Our first article published in the African Journal of Emergency Medicine, is by Mould-Millman, Stein & Wallis (2016). As they postulate, standardisation of levels of care for out-of-hospital emergency care providers in Africa is a good start. This begins with a  number of definitions:

  1. Out-of-Hospital Emergency Care (OHEC) – the full spectrum of emergency care that occurs outside of healthcare facilities.
  2. OHEC Systems:
    1. Tier-one systems – care is provided by bystanders and volunteers.
    2. Tier-two systems – care is provided by professional medical responders.
  3. Emergency Medical Services (EMS) – is a tier-two system where formalised prehospital care is provided by emergency care professionals who respond to emergencies with a well-defined jurisdiction.

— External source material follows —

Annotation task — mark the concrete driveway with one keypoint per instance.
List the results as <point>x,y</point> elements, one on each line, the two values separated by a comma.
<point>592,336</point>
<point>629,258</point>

As Mould-Millman, et al. (2016) describe, across the African continent there is significant disparity in definitions as well as scope of practice in emergency medical services. The need to standardise for quality and safe practice is therefore an important area of intervention.

LEVELS OF CARE OF OHEC IN AFRICA

1.      FIRST AIDcomprises basic assessments and interventions that may be provided by a bystander (or the victim) with minimal or no medical equipment.

2.      BASIC LIFE SUPPORT (BLS)A level of care provided primarily by tier-two providers (i.e. professional medical responders). Non-invasive life-saving procedures including:
·         Cardiopulmonary resuscitation (CPR) with an AED (automated external defibrillator)
·         Basic airway management, administration of oxygen (with or without a manual bag valve mask),
·         Control of bleeding,
·         Basic treatment of shock and poisoning,
·         Stabilisation of injuries and or wounds,
·         Provision of more advanced first aid until the patient can be given more advanced care or be transported to an appropriate  healthcare facility.

3.      INTERMEDIATE LIFE SUPPORT (ILS) includes all BLS with additional advanced knowledge, skills, and administration of a limited selection of medications determined by local guidelines.
Medications authorised to ILS providers may include those already prescribed to patients for managing acute medical events, including inhaled bronchodilators, oral non-narcotic analgesics, intramuscular or rectal diazepam, intramuscular epinephrine, intramuscular glucagon, intramuscular naloxone, and oral narcotics.


4.      ADVANCED LIFE SUPPORT (ALS) includes all ILS consists of invasive life-saving procedures including, but not limited to:
·         advanced airway management and mechanical ventilation,
·         intravenous (IV) or intraosseous (IO) access, IV or IO fluid administration,
·         emergency cardiovascular care (i.e. electrocardiogram (ECG) interpretation and management of life-threatening arrhythmias),
·         administration of a broad spectrum of medications according to predetermined local guidelines via the oral, inhaled, intranasal, intramuscular, IV or IO routes.

With this kind of framework in mind, we will endeavor to bring you the various training initiatives and direction that Emergency Medicine Uganda is taking.